The scale on which Tijuana bibles were produced can be gauged from the large hauls announced in police seizures. In one November, 1942 raid by FBI agent P.E. Foxworth and his men on a New York City warehouse and a printing plant in the South Bronx, 8 million bibles were reported seized, and small time businessmen Jacob and David Brotman were arrested along with several associates. According to the FBI four tons of material were ready to ship across the country and 7 tons had gone out recently and were being rounded up at regional distribution centers in Baltimore, Pittsburgh, Cleveland/Akron, and Indianapolis. [Source]

Such raids evidently did little to stem the tide of these grotesque little books, as distribution was still widespread a decade later.

Even though you likely never saw a Tijuana Bible, you may well HAVE seen the artwork of one of the primary artists who created them.

Yes, Bazooka Joe, the Bubblegum Wrapper Icon, and his gang were created by Wesley Morse, who was, prior to his employment with the Topps candy and gum company, famous “behind the scenes” among those in the know as the artist behind many of the steamiest Tijuana Bible editions.

Another unnerving story I read recently about the connection between the cheerful, wholesome “G-rated” Comic Book World (peopled by Little Lulu and Richie Rich and Bugs Bunny and Huey, Dewey, and Louie and other family-friendly characters) and the seamy underbelly of the 1950s: In the 1930s, the cartoon Superman was created by artist Joe Shuster and writer Jerry Siegel. For the first decade of his career, from the first magazine featuring him in 1938, until 1948, Shuster and Siegel were directly involved in production of the Superman stories.

But a nasty fight with the publisher over copyright issues left them in 1948 with a relatively small financial settlement, and fired from any further part in Superman’s future adventures … and money-making superpower. Obviously the HUGE popularity of the character from that day to this has meant a goldmine to those owning the copyright. But Siegel and Shuster found themselves basically stripped of what they no doubt considered practically their “birthright”!

Shuster had originally envisioned Superman as a hero for Peace, Justice, and the American way.

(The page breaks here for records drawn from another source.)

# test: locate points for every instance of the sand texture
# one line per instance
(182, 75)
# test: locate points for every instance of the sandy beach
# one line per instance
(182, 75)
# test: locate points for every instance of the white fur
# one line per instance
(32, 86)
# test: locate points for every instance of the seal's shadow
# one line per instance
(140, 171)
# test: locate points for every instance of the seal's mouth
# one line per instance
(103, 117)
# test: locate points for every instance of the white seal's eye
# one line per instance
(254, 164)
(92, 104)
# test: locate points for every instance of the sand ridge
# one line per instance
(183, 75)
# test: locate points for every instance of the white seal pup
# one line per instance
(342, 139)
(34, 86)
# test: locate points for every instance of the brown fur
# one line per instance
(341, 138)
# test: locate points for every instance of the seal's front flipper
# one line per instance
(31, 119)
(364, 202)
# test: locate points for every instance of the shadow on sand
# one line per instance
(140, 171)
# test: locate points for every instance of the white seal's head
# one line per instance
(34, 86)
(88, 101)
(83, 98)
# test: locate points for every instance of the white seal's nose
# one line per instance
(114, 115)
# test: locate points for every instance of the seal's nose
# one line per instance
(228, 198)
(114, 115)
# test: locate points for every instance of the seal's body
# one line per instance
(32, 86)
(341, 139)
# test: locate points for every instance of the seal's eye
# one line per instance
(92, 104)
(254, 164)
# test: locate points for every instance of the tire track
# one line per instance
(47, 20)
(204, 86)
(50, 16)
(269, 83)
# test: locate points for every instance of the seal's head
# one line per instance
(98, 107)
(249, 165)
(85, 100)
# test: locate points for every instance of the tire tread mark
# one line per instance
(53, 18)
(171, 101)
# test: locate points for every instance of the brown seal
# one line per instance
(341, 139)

There was always an emphasis in the comics themselves on integrity, morality, and goodness, as seen in this episode of Superboy.

But after losing the copyright battle, Shuster felt he had not received much justice, and became bitter. He tried various outlets for his artistic talent, without much success. It is unfortunate what he finally ended up doing for a while, especially given the noble aspirations of Superman.

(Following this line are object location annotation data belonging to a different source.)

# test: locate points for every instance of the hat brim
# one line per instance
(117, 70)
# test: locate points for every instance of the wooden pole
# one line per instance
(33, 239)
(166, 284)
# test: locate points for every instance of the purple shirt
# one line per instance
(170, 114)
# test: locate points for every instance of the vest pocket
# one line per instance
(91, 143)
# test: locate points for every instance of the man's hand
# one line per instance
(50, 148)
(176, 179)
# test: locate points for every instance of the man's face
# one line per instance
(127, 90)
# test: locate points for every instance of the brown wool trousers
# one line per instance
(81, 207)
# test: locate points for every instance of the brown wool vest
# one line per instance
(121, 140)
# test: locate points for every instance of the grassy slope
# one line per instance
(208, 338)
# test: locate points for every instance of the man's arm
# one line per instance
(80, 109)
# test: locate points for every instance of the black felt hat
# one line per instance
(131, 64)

Recent research seems to have shown pretty conclusively that Shuster was one of the primary artists for a series of anonymous “underground sadomasochistic fetish comic books” distributed in the early 1950s with the title Nights of Horror.  Comic historians note that many of the male characters in the series bear a strong resemblance to Superman, and the females to Lois Lane. It must have been unnerving to see illustrations of a scantily clad clone of Lois Lane in leather, whipping a clone of a bound and chained, naked Superman!

Yes, no doubt some of the hardcore porn on the Internet of the 21st century would make this comic art look tame. But let’s be very clear here … the fact that such abominable trash exists now does NOT tarnish the whole generation of people who exist at the same time. Yes, a subset of people are attracted to and may become addicted to such filth. That is true today … and it was true in the 1950s.

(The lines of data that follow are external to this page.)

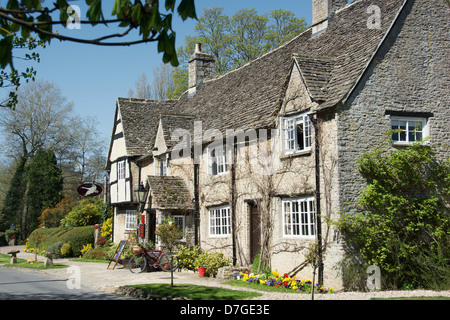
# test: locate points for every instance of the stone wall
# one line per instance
(409, 74)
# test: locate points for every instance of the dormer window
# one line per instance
(217, 161)
(408, 130)
(161, 166)
(121, 170)
(295, 133)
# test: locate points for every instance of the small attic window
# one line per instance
(407, 130)
(295, 133)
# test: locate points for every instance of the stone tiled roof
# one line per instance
(169, 193)
(140, 118)
(172, 122)
(248, 97)
(331, 63)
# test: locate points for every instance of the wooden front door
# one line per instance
(255, 231)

I am not convinced that the “heart” of the average husband of the 1950s who had his private stash of porn—whether Tijuana Bibles, Playboy, nude pin-up calendars, French postcards, or whatever—hidden in his closet was any less “tainted” than the heart of his counterpart of the 21st century.

But can we set aside the epidemics of polio and juvenile delinquency and smut, segregated drinking fountains, and the threat of nuclear annihilation as just isolated problems, and still assume the Fifties were Fabulous?